The Skittering of Little Feet by Louise Arnott, a soothing blended Scotch for sipping

It was a shack poorly converted to a house, a shack filled with mice. Mice in walls, mice in halls, mice in ceilings, mice popping out of cupboards, mice scampering across the floor; a house which never lost its mice. Population diminished but never annihilated though relentlessly attacked by my determined mother.      

She trapped, she killed, she walloped them with her broom all the while assuring me, ‘It’s okay, Love. They’ll never hurt you.’ 

Much as I loved her, I couldn’t believe her.
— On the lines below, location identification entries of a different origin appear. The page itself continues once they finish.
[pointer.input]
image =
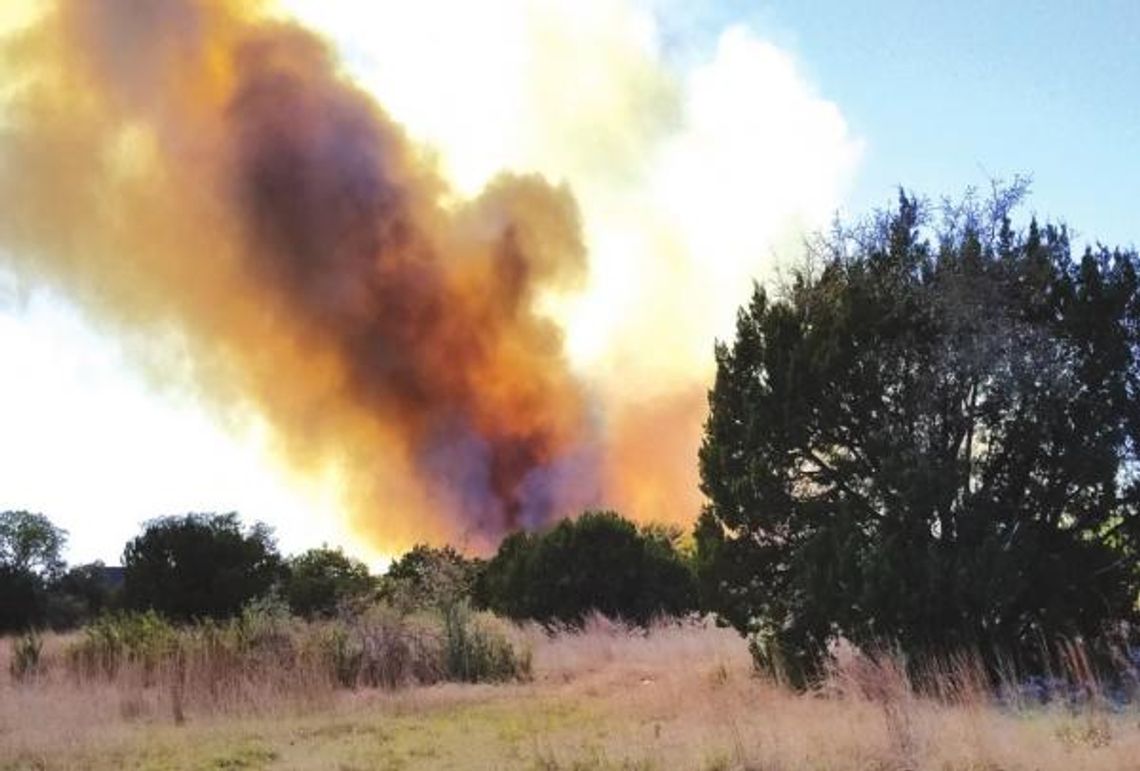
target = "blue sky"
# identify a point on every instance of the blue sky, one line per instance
(935, 97)
(947, 95)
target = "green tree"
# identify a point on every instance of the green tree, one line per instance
(930, 439)
(599, 561)
(319, 581)
(31, 543)
(30, 559)
(200, 566)
(429, 577)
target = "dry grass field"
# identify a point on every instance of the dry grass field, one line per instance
(680, 697)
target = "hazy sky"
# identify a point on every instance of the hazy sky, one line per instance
(869, 95)
(952, 94)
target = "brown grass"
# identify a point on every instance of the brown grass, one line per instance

At night, tucked in bed, lights out, the volume of the skittering, scampering in the walls increased. An aggressive pounding on the shared wall with my brother’s bedroom, the point of impact mere inches above my head - the scurrying of hundreds of little feet, me shaking, then with brave ferocity, joining in on the barrage with beating fists.

Him yelling, ‘Fucking little bastards,’ me, the younger one, the good child, wishing I could use the same language.

The gruff male voice shouting from the living room, ‘Settle down. It’s only a bloody mouse. Don’t wake your sister.’

And the insolent reply, only I hear. ‘Just who do you think is the one thumping the wall, old man?’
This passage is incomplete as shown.